Founder DDTC Darussalam mengatakan polemik kenaikan tarif PPN pada dasarnya menandakan munculnya ruang diskusi publik yang luas dan dapat menjamin meaningful participation. Aspirasi publik mengenai kehati-hatian dalam mengalokasikan uang pajak beserta transparansi penggunaannya pun perlu menjadi perhatian pemerintah.
"Memang dalam konteks pajak ini transparansi yang sangat dibutuhkan. Masyarakat akan menuntut, ketika saya membayar pajak, saya dapat apa? Kenaikan tarif PPN ini dapat menjadi momentum [untuk perbaikan berbagai hal]," katanya dalam talk show Jendela Negeri TVRI, Selasa (3/12/2024).
Darussalam mengatakan terdapat beberapa aspek yang dapat dibenahi di tengah momentum kenaikan tarif PPN menjadi 12%. Pertama, momentum untuk memperbarui kontrak fiskal.
Sudah saatnya narasi pemerintah atas penyediaan barang atau layanan publik kepada masyarakat selalu dikaitkan dengan kontribusi masyarakat melalui uang pajak. Selain untuk menghindari anggapan asosiatif antara belanja dengan pejabat publik atau institusi tertentu, keterkaitan yang jelas antara pembayaran pajak dengan ketersediaan layanan publik tertentu akan meningkatkan tax morale.
Lebih lanjut, kenaikan tarif PPN 12% harus diimbangi pula dengan suatu komitmen narasi publik yang mengedepankan kontrak fiskal.
"Kenaikan tarif PPN menjadi 12% harus dipertukarkan dengan suatu narasi bahwa pemilik negara kita adalah wajib pajak sebagai pemegang sahamnya," ujarnya.

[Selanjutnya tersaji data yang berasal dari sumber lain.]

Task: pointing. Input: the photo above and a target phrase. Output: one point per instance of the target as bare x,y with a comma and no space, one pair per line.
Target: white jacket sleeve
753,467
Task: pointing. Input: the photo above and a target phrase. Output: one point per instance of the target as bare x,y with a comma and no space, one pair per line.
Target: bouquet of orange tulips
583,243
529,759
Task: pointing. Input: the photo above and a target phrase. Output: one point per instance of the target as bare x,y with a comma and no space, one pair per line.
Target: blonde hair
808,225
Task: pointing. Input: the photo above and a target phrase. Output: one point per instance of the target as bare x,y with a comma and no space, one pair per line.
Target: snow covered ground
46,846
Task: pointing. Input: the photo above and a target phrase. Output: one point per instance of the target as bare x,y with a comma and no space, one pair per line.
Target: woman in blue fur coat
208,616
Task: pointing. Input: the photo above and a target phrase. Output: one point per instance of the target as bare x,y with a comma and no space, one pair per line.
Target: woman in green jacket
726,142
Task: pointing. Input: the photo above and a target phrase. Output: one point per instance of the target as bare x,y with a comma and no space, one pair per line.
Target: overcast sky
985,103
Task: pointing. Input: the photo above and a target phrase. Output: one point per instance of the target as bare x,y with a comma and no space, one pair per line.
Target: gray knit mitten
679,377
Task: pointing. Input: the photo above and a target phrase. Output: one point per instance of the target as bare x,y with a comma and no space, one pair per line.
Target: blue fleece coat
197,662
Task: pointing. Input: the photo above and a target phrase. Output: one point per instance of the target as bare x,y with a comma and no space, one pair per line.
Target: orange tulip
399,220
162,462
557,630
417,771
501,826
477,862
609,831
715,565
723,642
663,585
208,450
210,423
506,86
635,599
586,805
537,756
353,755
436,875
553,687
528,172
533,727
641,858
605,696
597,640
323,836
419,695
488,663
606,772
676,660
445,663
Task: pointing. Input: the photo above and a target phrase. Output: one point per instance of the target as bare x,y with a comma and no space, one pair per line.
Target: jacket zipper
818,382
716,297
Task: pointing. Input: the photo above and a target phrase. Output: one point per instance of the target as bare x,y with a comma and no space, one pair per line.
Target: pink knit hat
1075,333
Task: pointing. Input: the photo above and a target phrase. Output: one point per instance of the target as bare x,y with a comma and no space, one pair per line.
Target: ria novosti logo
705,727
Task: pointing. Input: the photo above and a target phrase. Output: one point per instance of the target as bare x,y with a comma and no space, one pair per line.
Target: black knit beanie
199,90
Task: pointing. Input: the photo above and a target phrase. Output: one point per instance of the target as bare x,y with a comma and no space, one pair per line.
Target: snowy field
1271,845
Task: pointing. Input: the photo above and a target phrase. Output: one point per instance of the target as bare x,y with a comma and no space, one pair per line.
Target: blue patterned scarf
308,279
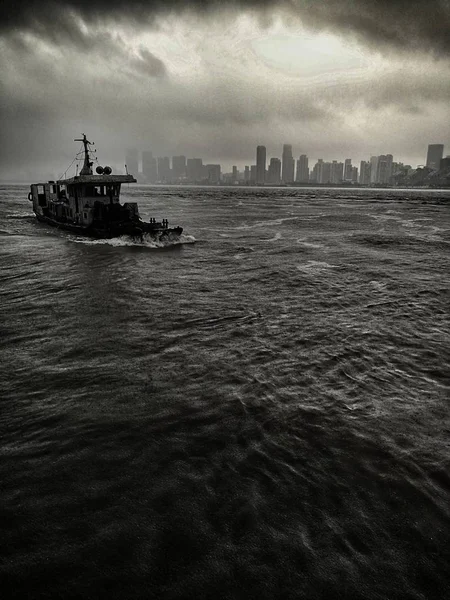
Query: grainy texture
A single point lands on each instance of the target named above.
(262, 414)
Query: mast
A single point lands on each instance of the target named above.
(87, 166)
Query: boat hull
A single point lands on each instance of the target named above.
(114, 230)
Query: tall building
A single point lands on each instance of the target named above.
(213, 172)
(287, 169)
(164, 173)
(434, 155)
(132, 161)
(389, 167)
(260, 164)
(337, 172)
(364, 172)
(194, 168)
(382, 170)
(348, 169)
(326, 173)
(178, 167)
(317, 172)
(274, 171)
(149, 167)
(373, 169)
(302, 169)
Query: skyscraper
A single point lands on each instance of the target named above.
(213, 173)
(260, 164)
(194, 168)
(373, 169)
(302, 169)
(287, 169)
(382, 169)
(348, 169)
(364, 173)
(434, 155)
(336, 172)
(149, 167)
(178, 167)
(164, 173)
(274, 171)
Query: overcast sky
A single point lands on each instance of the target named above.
(335, 79)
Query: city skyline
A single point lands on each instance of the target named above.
(379, 169)
(197, 79)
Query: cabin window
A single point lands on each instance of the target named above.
(113, 189)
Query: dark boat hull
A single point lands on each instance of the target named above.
(137, 229)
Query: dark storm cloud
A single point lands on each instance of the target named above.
(402, 24)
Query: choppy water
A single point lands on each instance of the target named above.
(261, 414)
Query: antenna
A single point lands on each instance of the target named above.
(87, 166)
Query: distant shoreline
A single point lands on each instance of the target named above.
(268, 186)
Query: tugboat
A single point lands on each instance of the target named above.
(88, 204)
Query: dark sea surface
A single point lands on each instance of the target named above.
(263, 413)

Kedua, momentum untuk mendesain earmarking atas penerimaan yang dihasilkan dari penyesuaian tarif PPN. Ini adalah solusi yang baik sehingga atas dampak yang diterima oleh kelompok masyarakat tertentu, terdapat suatu komitmen anggaran untuk membantu mereka.
Mekanisme earmarking atas penerimaan PPN telah diterapkan di beberapa negara. Misal Italia yang mengalokasikan 38,5% dari penerimaan PPN untuk asuransi kesehatan, serta Ghana yang mengalokasikan 2,5% dari tarif PPN yang mencapai 17,5% untuk sektor kesehatan.
Indonesia dapat meniru negara lain dengan menerapkan mekanisme earmarking atas tambahan penerimaan dari kenaikan tarif pajak ini. Pada prosesnya, pemerintah dan DPR dapat bermusyawarah mengenai besaran earmarking beserta bentuknya.
"Tuntutan masyarakat adalah bahwa gunakanlah uang pajak dengan bijak," imbuhnya.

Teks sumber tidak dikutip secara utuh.